As I sat watching election news coverage on the night of Nov 8th, 2016 my mind wandered across the future. I knew I’d reached a point in my life where I was going to transition. I’d already decided I couldn’t see another birthday pass now that I really knew who I was and how I needed the world to see me. I needed to feel comfortable in my own skin, to be whole. There was excitement, since I *knew* I would be emerging into a world that was progressively moving forward and becoming more accepting.

That all changed by the time I woke up the next morning. Suddenly everything bright and good about in my future started to dim and dull. Previously mild discomfort about how I would be treated solidified into outright fear.  I started to question my plans. Not who I am mind you, just my plans. I began to fear for the future of our culture, of our country. Was kindness and courtesy dead?

Weeks and then months passed. Suspicions about the world around me turned to reality. The distant discord of political voices stopped being a just a far away thing. They became terribly personal. No longer was it about a distant somebody else, an acquaintance, a friend, a coworker. It was about me. I didn’t know who might hate me just because of who I am. Who might be mean to me at any moment, or even when I might be in danger. It seemed to be everywhere I looked.
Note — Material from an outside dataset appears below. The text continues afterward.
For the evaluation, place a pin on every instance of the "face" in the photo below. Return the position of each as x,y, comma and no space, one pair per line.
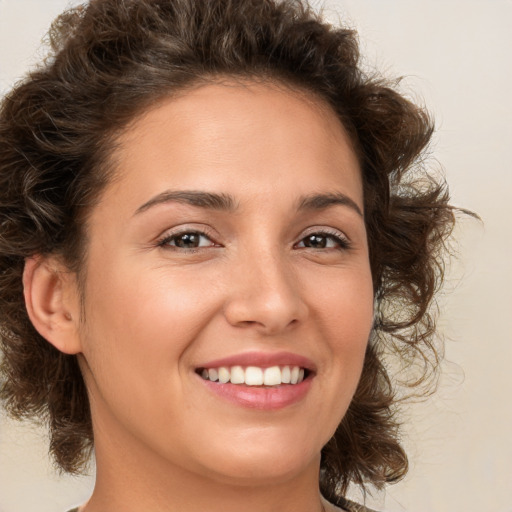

And yet, I put one foot in front of the other. Day after day I kept doing the smallest thing I could to move forward. I kept reminding myself — courage isn’t the absence of fear. No, true courage is being terrified of what’s in front of you and stepping into it anyway.
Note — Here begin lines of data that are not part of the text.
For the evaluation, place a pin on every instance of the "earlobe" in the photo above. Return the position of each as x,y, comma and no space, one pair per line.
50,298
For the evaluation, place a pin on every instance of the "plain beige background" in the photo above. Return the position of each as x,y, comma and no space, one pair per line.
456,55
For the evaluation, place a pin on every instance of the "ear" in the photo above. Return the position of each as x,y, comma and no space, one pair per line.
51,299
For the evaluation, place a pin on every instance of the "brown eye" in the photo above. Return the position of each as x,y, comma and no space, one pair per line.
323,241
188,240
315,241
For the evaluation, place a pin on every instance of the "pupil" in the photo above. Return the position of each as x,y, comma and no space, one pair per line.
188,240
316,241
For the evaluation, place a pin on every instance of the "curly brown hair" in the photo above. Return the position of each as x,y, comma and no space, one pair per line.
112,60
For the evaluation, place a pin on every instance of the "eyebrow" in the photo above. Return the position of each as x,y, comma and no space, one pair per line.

And my world didn’t end. The person I cared most about, my son, took a minute when I told him. Well… OK – maybe a couple of minutes, but really, truly only a couple. Then he took a step forward too. All on his own the first question he asked was what I wanted to be called. He keeps taking steps forward.

A few months after I first told him, he came with me to Talbots when I needed to make an exchange. The sales lady said “Sir, how can I help you.” It didn’t feel good, but I ignored it and made my exchange. After we left the store my son was clearly upset, when I asked why, he told me “What she said to you bothers me. She called you sir. Can’t she see who you are? I want to help but I don’t know what to do.”

My heart swelled.

He’s become one of my strongest defenders. When someone asks a question like that now, *he* responds. “Oh, I don’t need any help – but she does.”

I worried about my job. I’m fairly visible in the community of the university I work at. I’m visible in the larger community of my profession as well. This is a huge band-aid that needed to be ripped off. I took another step.

On August 28th I told 300 people in one day. I told the people that work for me first thing in the morning, then I told the class I teach, and finally an email went out to several hundred people at lunchtime. I did a lot of breathing in and out, and putting one foot in-front of the other that day. I left early. Then I came back the next day as myself… trying to be prepared.

And it was OK. Most people took it in stride. Adjusted to my name, and didn’t make a fuss. It was actually better than OK. Quite a few people from all over my office and other places on campus offered their support.

Then one day recently I overheard someone talking about me, about something I had asked them to do as they were explaining it to someone else. Neither knew I was just around the corner listening. I heard “that’s not what *she* wants, let me explain so we get her the result she needs.” It was natural, without hesitation, completely authentic.

In that moment I could tell most people want to do the best they can, they care about being kind and respectful. I looked back over the last few months and realized that the kind and respectful experiences have far outnumbered the awful ones.

Realization dawned. The world has already changed. It’s just been hidden by the loud noises of those unwilling to accept it.

Yet it’s there all around us if we look for it.

My hope for the future is growing bright again.